The key image of the film is a car speeding through the night, two men driving, Shannon and Joel Edgerton. In the backseat, a little boy is wearing dark goggles and reading a comic by flashlight. We don't know who he is or where they are going, but we are hooked.

Little by little, the story is revealed. The boy and his father, Shannon, belonged to a Christian cult who considered him a prophet or savior. Shannon and his friend Edgerton took him on the lam, to get to a location at a time for reasons that we do not know. But we do know that the cult and the government are chasing them - government scientist Adam Driver for one. Also, Shannon is ready to kill, even kill state police, to make it to the rendezvous.

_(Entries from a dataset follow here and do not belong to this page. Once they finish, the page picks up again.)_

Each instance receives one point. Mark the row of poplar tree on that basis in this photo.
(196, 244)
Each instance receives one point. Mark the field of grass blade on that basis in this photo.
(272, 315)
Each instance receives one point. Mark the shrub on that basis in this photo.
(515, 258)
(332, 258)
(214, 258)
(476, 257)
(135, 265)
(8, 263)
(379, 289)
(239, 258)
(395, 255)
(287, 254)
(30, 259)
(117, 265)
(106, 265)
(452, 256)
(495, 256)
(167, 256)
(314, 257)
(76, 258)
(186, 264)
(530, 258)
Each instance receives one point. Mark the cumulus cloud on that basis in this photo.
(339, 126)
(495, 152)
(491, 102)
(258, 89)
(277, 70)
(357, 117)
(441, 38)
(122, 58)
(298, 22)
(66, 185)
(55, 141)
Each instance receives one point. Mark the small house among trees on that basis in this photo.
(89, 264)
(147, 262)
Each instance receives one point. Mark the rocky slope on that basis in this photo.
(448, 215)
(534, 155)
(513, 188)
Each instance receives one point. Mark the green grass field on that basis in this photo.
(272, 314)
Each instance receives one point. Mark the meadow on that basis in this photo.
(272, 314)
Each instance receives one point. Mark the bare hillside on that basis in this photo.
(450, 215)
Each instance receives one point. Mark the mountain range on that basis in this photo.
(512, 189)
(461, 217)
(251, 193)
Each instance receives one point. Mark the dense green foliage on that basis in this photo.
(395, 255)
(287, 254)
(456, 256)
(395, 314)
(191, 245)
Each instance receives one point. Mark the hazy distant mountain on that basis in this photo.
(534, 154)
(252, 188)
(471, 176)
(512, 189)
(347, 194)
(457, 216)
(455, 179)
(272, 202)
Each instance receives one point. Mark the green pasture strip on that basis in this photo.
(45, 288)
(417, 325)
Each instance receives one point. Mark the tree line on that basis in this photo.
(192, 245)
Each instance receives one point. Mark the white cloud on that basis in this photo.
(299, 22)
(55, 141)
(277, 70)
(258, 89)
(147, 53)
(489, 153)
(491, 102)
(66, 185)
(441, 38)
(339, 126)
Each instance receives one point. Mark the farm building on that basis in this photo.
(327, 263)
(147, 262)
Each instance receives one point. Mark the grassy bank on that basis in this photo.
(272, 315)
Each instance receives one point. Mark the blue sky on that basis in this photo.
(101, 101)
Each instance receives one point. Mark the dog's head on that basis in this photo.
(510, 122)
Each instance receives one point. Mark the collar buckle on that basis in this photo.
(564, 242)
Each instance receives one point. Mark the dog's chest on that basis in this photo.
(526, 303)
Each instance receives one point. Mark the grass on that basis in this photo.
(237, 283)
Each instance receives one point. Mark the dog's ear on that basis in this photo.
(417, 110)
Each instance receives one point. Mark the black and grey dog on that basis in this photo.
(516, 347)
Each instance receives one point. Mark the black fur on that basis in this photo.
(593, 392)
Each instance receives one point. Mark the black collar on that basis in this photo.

Are these guys crazy? Is this a child abduction metaphor? Well, they stop to pick up the boy's mother, Kirsten Dunst, so that's not what's going on. I guess I'd have to say it's about the same thing as Take Shelter: Ordinary fucking people in situations that push them to their limits, situations that they and we can't understand.

I'm not sure the whole thing holds together, partly because of the elliptical approach to the story. There is an ending, and things do get explained, but I'm not sure I'm completely satisfied. But the art direction of the finale is lovely and makes me wish it was more of the movie. But then it might have turned out like Tomorrowland.